The Panel had approached Winson seeking copious amounts of information and documents as part of its investigations into alleged violations of various United Nations Security Council resolutions. Winson had, in good faith, extended its fullest cooperation to the Panel in a bid to demonstrate Winson’s bona fides. As we have informed the Panel, Winson has also ceased all STS operations to tankers which are not owned and/or operated by Winson in the area stretching from outside Taiwanese port limits (i.e., “OPL Taiwan”) through the East China Sea to the Yellow Sea.

Nevertheless, Winson notes that a significant number of allegations and insinuations made against Winson in the Report relate to matters which were not part of the Panel’s series of (very detailed) questions put to Winson. Winson therefore has not been given any opportunity to be heard and/or present its case in relation to such allegations and insinuations – which amounts to a substantial breach of natural justice.

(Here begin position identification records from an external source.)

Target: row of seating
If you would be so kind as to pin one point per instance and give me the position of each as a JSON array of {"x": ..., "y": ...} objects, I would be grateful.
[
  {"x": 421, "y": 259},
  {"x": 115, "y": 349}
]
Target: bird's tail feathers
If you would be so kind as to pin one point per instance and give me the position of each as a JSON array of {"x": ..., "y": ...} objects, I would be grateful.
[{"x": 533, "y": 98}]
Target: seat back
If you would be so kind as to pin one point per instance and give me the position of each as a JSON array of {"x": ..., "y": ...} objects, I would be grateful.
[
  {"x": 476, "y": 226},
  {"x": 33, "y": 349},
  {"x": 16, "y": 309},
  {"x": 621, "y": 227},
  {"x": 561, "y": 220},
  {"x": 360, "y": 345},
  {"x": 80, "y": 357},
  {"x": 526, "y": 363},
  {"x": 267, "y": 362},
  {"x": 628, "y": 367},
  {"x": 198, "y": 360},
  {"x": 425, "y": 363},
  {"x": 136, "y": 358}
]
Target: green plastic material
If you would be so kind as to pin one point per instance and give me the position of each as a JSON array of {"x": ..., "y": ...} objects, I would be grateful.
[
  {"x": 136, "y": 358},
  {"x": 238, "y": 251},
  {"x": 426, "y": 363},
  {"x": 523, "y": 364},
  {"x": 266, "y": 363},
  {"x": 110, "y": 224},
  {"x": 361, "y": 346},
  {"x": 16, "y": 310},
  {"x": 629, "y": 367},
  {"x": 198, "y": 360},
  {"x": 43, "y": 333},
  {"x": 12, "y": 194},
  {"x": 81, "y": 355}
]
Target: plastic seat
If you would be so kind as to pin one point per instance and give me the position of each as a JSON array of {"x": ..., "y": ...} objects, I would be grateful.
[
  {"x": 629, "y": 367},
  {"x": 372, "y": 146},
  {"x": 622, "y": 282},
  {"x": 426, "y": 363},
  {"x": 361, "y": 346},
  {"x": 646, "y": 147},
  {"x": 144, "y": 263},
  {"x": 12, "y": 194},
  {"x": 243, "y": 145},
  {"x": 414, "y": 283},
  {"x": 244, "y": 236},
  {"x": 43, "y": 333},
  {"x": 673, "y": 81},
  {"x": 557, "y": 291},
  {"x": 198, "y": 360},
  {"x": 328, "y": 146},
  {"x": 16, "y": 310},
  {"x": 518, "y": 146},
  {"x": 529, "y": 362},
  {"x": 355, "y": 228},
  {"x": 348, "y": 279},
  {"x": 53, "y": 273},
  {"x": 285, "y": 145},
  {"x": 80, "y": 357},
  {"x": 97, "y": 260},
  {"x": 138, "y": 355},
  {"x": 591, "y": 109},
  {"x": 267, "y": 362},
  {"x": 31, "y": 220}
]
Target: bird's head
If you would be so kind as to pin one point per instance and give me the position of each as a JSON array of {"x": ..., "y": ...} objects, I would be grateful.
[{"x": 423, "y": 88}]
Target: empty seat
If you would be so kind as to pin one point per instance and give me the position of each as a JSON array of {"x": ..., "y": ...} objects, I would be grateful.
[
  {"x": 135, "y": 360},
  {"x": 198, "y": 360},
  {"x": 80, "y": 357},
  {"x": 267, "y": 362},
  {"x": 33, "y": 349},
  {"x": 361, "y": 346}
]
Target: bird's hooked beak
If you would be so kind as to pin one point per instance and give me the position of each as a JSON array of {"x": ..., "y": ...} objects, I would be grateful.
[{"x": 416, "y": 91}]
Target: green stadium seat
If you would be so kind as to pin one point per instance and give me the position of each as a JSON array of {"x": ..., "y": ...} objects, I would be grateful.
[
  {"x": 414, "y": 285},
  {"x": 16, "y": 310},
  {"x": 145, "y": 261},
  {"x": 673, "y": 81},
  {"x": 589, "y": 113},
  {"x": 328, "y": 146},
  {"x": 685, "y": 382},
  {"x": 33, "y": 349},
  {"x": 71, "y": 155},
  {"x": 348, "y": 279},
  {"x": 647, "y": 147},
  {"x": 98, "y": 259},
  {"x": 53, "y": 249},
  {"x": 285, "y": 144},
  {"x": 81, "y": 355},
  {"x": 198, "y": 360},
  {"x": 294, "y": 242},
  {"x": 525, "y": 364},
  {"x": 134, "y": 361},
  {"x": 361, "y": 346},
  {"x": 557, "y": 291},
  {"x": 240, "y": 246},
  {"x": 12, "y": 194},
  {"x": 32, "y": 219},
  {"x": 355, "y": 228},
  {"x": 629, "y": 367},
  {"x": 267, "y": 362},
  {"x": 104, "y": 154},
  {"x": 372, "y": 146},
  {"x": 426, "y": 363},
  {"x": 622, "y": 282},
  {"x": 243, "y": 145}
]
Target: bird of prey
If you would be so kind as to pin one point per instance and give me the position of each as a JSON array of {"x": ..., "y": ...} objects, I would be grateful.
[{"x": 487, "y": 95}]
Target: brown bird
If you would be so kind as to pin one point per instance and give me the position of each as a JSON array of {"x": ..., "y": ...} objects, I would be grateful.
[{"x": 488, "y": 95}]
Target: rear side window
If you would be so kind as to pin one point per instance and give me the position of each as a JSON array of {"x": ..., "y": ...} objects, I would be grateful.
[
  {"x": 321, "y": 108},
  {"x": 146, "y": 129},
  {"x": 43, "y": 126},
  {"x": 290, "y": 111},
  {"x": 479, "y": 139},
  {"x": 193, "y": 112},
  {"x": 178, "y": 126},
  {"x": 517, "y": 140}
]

Furthermore, the Panel had repeatedly offered express and explicit assurances to Winson that it would keep any information which Winson provided confidential. Notwithstanding those undertakings, the Panel leaked, and/or caused and/or allowed to be leaked, a finalised draft of the Report to the media almost two months prior to the release of the Report.

Notwithstanding the above, the Panel did not afford Winson the same courtesy of having sight of the finalised draft Report.

Winson has only now obtained a copy of the Report and is studying the same in more detail. Winson will issue a further, more detailed, statement in due course and if necessary once Winson has had the opportunity to consider the Report in greater detail.

In the meantime, Winson remains committed to cooperating with the Panel and demonstrating that it did not at any time breach any UN sanctions against North Korea.